J. psicanal. vol.53 no.98 São Paulo jan./jun. 2020

 

TEMAS LIVRES

 

Crônica de uma pandemia

 

Chronicle of a pandemic

 

Crónica de una pandemia

 

Chronique d'une pandémie

 

 

Talita Rodrigues de Oliveira

Membro filiado ao Instituto de Psicanálise “Durval Marcondes” da Sociedade Brasileira de Psicanálise de São Paulo (SBPSP). Médica assistente do Núcleo Técnico de Humanização do Hospital das Clínicas da Faculdade de Medicina da Universidade de São Paulo (HC-FMUSP). Membro do Grupo de Psicoterapia Dinâmica Breve do Serviço de Psicoterapia do Instituto de Psiquiatria do HC-FMUSP. São Paulo / talitaoliveirapq@gmail.com

 

 


RESUMO

Neste artigo a autora relata suas percepções e experiência participando de rodas de conversa com equipes de saúde responsáveis pelo enfrentamento da covid-19 no Hospital das Clínicas da Faculdade de Medicina da Universidade de São Paulo.

Palavras-chave: pandemia da covid-19, grupos terapêuticos, rodas de conversa


ABSTRAT

In this article, the author reports her perceptions and experience with therapeutic groups with health teams responsible for coping with covid-19 at Hospital das Clínicas da Faculdade de Medicina da Universidade de São Paulo (HC-FMUSP).

Keywords: covid-19 pandemic, therapeutic groups, circles of conversation


RESUMEN

En este artículo, la autora informa sus percepciones y experiencia con grupos terapéuticos con equipos de salud responsables de hacer la covid-19, en el Hospital das Clínicas de la Faculdade de Medicina da Universidade de São Paulo (HC-FMUSP).

Palabras clave: pandemia de covid-19, grupos terapéuticos, círculos de conversación


RÉSUMÉ

Dans cet article, l'auteur rapporte ses perceptions et sa expérience avec les groupes thérapeutiques avec des équipes de santé chargées de faire face au covid-19, à le Hospital das Clínicas da Faculdade de Medicina da Universidade de São Paulo (HC-FMUSP).

Mots-clés: pandémie de covid-19, groupes thérapeutiques, groupes de parole


 

 

Saio do prédio onde moro, em direção ao trabalho. Ao avistar o primeiro transeunte, me lembro do que já deveria ser um hábito: esqueci minha máscara. Volto, entro no prédio, subo até meu apartamento, álcool em gel nas mãos, pego a máscara, desço, ganho a rua novamente.

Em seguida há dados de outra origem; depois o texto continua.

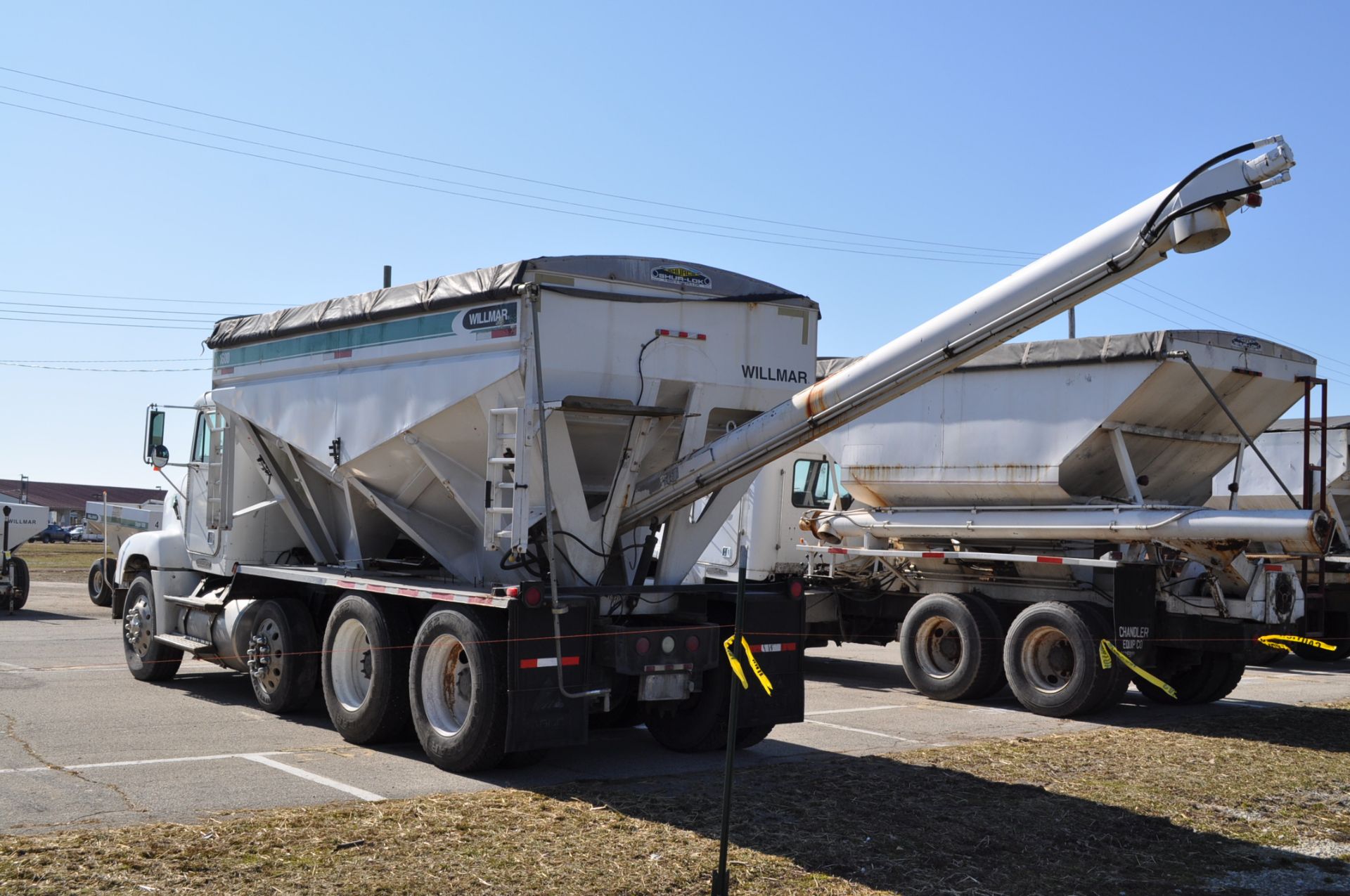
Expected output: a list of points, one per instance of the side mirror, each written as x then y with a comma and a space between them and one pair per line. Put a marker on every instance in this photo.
155, 438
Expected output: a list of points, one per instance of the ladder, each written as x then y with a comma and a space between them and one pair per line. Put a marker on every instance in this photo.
506, 500
1314, 573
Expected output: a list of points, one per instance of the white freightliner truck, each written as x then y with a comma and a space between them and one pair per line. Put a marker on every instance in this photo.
18, 523
1309, 460
478, 466
1005, 519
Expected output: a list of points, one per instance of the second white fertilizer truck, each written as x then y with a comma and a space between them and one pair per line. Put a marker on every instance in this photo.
440, 502
1003, 520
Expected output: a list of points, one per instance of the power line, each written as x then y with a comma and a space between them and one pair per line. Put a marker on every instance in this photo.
513, 177
500, 202
108, 308
135, 299
82, 323
1237, 323
1003, 254
105, 370
1323, 358
174, 320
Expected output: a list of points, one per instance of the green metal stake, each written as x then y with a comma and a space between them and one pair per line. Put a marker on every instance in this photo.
721, 883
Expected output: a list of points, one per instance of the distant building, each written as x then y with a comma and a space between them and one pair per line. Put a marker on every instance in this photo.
67, 500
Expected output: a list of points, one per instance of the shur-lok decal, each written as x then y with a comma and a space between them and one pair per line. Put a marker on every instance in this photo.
750, 658
1275, 642
1107, 649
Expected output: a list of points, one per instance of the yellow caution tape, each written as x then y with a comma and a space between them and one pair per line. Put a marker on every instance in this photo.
1107, 649
1273, 642
750, 656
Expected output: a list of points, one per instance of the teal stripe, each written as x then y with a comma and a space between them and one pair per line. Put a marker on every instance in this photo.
384, 334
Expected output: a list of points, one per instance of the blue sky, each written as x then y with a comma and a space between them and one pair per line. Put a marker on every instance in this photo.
991, 126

Estou com mais sono que a média das manhãs, mas não deixo de notar o movimento da Dr. Eneias,1 mais cheia que a média das últimas semanas, todos usando máscaras. Agora há também um homem as vendendo ao lado da banca de jornal, e a senhora vendedora ambulante voltara, depois de semanas sem aparecer. Sigo caminhando. Me esquivo de um jato d'água que o funcionário da Prefeitura lança contra o chão e contra qualquer um que estiver no caminho, em uma das medidas de higienização na rua do HC. De um alto-falante ouço as orientações do hospital, ditas em voz robótica: usem máscaras... distanciamento social... ambulatórios cancelados por conta da covid-19... é isso mesmo o que é falado? Não tenho certeza. Lembro-me do susto que tomei quando ouvi pela primeira vez o alto-falante preso em uma pequena plataforma metálica em frente ao Instituto Central. Me remetera imediatamente às sociedades distópicas dos livros e dos filmes, um clima opressivo e persecutório, e senti angústia. Quando ouço a voz do alto-falante, pontualmente às 8 h, não presto atenção no que ele diz. Estou atrasada. Dobro a esquina e sigo até o prédio da administração.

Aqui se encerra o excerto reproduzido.